In six games, appearing mostly on special teams, Ngakoue has recorded one tackle. But as Cudjoe-Virgil exited in the first quarter on Saturday against Virginia, the former Under Armour all-American from nearby Friendship Collegiate slipped right into the fray. He finished out the Terrapins’ 27-26 win and earned a formal promotion onto the two-deep depth chart this week.

On Saturday against Wake Forest dual-threat quarterback Tanner Price, backfield pressure will again be crucial. Marcus Whitfield, with a team-high 5.5 sacks, will anchor the edge blitz, but Ngakoue will take on Cudjoe-Virgil’s role as Whitfield’s mirror image on the other side. On Tuesday, after a slew of questions about Cudjoe-Virgil’s ripped chest muscle and the timetable for its recovery — unknown, at this moment — Coach Randy Edsall praised Ngakoue’s preparation as an incoming freshman this summer, “as well as he could be prepared for the situation.” But, the third-year coach conceded, the learning curve is still steep.

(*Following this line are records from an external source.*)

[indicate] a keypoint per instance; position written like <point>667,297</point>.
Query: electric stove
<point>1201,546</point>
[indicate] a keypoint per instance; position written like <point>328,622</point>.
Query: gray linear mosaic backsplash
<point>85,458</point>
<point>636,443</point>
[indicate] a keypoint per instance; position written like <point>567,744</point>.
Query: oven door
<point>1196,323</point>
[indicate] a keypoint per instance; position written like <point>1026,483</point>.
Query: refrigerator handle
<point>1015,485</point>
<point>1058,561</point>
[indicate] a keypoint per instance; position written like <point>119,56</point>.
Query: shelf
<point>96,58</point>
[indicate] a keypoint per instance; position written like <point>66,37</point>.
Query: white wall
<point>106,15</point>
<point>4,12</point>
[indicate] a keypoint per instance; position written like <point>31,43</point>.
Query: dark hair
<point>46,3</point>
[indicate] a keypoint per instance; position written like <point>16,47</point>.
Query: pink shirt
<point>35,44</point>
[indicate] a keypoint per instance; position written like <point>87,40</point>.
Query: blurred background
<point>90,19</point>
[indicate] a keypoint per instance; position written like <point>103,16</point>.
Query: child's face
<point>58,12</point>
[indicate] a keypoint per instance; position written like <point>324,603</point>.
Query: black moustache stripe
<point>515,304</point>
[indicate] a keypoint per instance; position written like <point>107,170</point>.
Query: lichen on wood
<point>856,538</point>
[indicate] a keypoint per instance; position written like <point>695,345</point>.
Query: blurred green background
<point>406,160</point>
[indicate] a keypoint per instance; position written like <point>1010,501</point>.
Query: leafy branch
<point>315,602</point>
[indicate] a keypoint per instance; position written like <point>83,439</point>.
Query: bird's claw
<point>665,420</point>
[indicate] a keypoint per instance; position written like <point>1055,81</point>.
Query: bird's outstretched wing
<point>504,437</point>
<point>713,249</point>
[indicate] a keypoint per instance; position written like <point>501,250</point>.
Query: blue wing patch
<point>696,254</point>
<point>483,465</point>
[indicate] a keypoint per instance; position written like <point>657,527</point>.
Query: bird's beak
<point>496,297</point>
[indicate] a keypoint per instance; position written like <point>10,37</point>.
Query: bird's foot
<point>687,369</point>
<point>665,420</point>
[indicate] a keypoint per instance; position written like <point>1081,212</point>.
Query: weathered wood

On Tuesday, players seemed more concerned for Cudjoe-Virgil’s well-being than the abilities of his successor. Monroe, who spent last season rehabilitating a knee injury, knows the duality football teams face in these situations, between remembering a fallen teammate and moving onto the next man. Goree, a redshirt junior, has seen teammates suffer season-ending injuries then recuse themselves into their dorm rooms, lights off and stares blank, wishing they were back on the field.

“I just hope he’s in good spirits,” Goree said.

Besides, the Terps had more pressing matters to oversee. At Gossett, they know Cudjoe-Virgil as simply “Cudjoe” and Ngakoue as “Yannick,” so as not to confuse the two.

But did anyone know how to spell the younger linebacker’s last name? Whitfield, self-aware as ever, declined to try. Others gave it a whirl.

“I know it starts with an N-G though,” Goree said. “I think it’s N-G-A-W-A-Q-U-E or something like that. That even close?”

Close, a reporter told him, but no cigar. Riser, on the other hand, nailed it.

“It’s like N-G-A-K-O-U-E,” said Riser, a graduate student transfer from Houston, who did his best to hide the glee. “I don’t know how I got that. I have no idea how to pronounce it. I’ll just call him Yannick for my last few months here, because that’s all I know.”